It’s nice to be reminded every now and then that going to to the movies is supposed to be fun. The first Kung Fu Panda film was a boisterous and entertaining treat (“resembles an eight-year-old’s bedroom while they are throwing all their toys around” I said in 2008) and the latest version is an improvement on that, adding a layer of sentiment to the amusing hijinks. It also trucks along for a nothing-wasted 91 minutes and should keep adults and not-yet-adults well and truly amused.
Panda Po (Jack Black) became the unlikely Dragon Warrior in the first film and now has rock star status among the anthropomorphic citizenry. Along with allies “The Five”, he defends the innocent from tyranny in between (and often during) meals. A new technology and a shadowy figure from Po’s past threaten the peace and force our hero to grapple with the strangely unanswered questions about his childhood and how a panda came to be adopted by a goose in the first place.
What I like about the KFP films is that they haven’t forgotten that they are cartoons. Director Jennifer Yuh knows that animated violence can be incredibly funny (she supervised the martial arts scenes in the first film) and I feel certain that even the great Tex Avery would be proud of some of the action she’s produced.
On a more (self-consciously) serious note we have The Company Men, advertised with pictures of serious looking men in suits and black overcoats staring mournfully off in to an uncertain future. Written and directed by John Wells (co-creator of “The West Wing”), The Company Men is a rare example of the Hollywood left actually trying to score genuine political points but you know, as the great Frank Capra helpfully pointed out, if you want to send a message call Western Union.
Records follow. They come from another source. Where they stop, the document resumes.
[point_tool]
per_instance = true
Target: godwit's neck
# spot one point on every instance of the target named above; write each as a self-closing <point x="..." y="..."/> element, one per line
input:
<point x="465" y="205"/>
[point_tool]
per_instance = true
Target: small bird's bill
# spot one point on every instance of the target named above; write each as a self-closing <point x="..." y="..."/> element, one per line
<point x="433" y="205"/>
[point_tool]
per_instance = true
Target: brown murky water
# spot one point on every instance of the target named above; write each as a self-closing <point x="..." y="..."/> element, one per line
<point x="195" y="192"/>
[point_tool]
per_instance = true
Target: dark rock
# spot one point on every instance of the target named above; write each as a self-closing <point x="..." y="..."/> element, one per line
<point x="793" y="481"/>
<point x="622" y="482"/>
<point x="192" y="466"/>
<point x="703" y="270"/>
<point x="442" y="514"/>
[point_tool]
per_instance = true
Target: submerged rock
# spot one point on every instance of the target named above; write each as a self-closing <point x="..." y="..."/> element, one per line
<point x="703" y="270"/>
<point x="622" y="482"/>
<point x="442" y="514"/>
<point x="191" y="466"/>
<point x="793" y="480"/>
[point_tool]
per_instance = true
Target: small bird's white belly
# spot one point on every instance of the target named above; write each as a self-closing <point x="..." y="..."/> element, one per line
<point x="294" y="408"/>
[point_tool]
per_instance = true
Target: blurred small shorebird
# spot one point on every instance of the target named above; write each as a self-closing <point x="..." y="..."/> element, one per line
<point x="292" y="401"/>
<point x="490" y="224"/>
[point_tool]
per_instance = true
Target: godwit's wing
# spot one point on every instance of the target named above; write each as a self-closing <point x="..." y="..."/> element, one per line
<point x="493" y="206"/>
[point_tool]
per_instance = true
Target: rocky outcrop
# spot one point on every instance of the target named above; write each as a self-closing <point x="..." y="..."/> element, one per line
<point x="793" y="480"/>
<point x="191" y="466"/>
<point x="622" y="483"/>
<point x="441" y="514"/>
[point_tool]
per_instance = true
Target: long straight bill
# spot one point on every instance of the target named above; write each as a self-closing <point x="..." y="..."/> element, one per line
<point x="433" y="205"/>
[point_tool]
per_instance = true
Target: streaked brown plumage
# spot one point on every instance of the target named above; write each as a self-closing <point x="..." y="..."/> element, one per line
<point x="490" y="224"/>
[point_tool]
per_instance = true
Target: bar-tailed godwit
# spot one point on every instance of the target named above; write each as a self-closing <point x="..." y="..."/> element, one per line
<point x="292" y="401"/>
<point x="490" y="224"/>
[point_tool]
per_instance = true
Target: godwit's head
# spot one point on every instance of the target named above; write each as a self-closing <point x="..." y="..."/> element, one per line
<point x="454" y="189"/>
Ben Affleck is a top sales and marketing executive in the shipbuilding division at a billion dollar US industrial firm managed by Tommy Lee Jones. The parent company needs to juice the stock price to keep the sharks at bay – and shipbuilding has been a losing proposition for years – so Affleck (and thousands of others) are downsized into a shrinking employment market.
Over-extended and highly leveraged, Affleck has to get used to a Porsche-less lifestyle, to the extent of selling his McMansion back to the bank and moving in with his parents. Meanwhile, even Tommy Lee and 30-year veteran employee Chris Cooper (utilising his customary sneer acting technique) are on the way out. No one is safe!
Naïve, sentimental and economically illiterate, The Company Men looks like it was produced by people who have never even seen an office job in their lives. Great actors sit at desks and stare at binders full of printed out spreadsheets like they are Aramaic scrolls and then wander around long-abandoned factories reminiscing about the days when people in America made things “with our hands” as if that really matters these days. Kevin Costner plays Affleck’s down-to-earth older brother, a building contractor who makes things “with his hands” and who nobly loses money on a job just to keep his staff on over the winter.
I’m sure there is a great film out there about the pain of being a man at work (in fact I know there is: Glengarry Glen Ross) but The Company Men knows not of which it speaks.
Perhaps the suit and tie wearers in The Company Men would have had a better time of it if their boss had been Catherine Deneuve from Potiche. She plays Suzanne, the “trophy wife” of small town factory owner Robert (Fabrice Luchini), forced to take over management of the company when her husband succumbs to illness and hubris. Of course, hubby can’t stand it when she turns the operation around and we’re set for a classic battle of wills in the boardroom and the bedroom.
Set in the chauvinistic 70s – when attitudes to women in the workplace were as antiquated as the Employers and Manufacturers Association (Northern) Inc. – most of the fun seems to be purely nostalgic and because the script is a lazy adaptation of a successful stage play the action is mostly studio-bound with lots of the best stuff happening off-screen.
The nicest touch is making Deneuve boss of an umbrella factory – ask a Film Society member why that is so sweet.
Finally, a slightly more extended shout-out to Bill Cunningham New York, a film that got a ten word recommendation in my World Cinema Showcase preview back in April. Cunningham has been producing a weekly street-fashion segment for the New York Times for almost 40 years, cycling around Manhattan looking for interesting people with an interesting look. He’s a lovely guy and his selfless cataloguing of decades of trends make him a living treasure. He also takes their social pics, and takes them very seriously too.
Printed in Wellington’s Capital Times on Wednesday 13 July, 2011.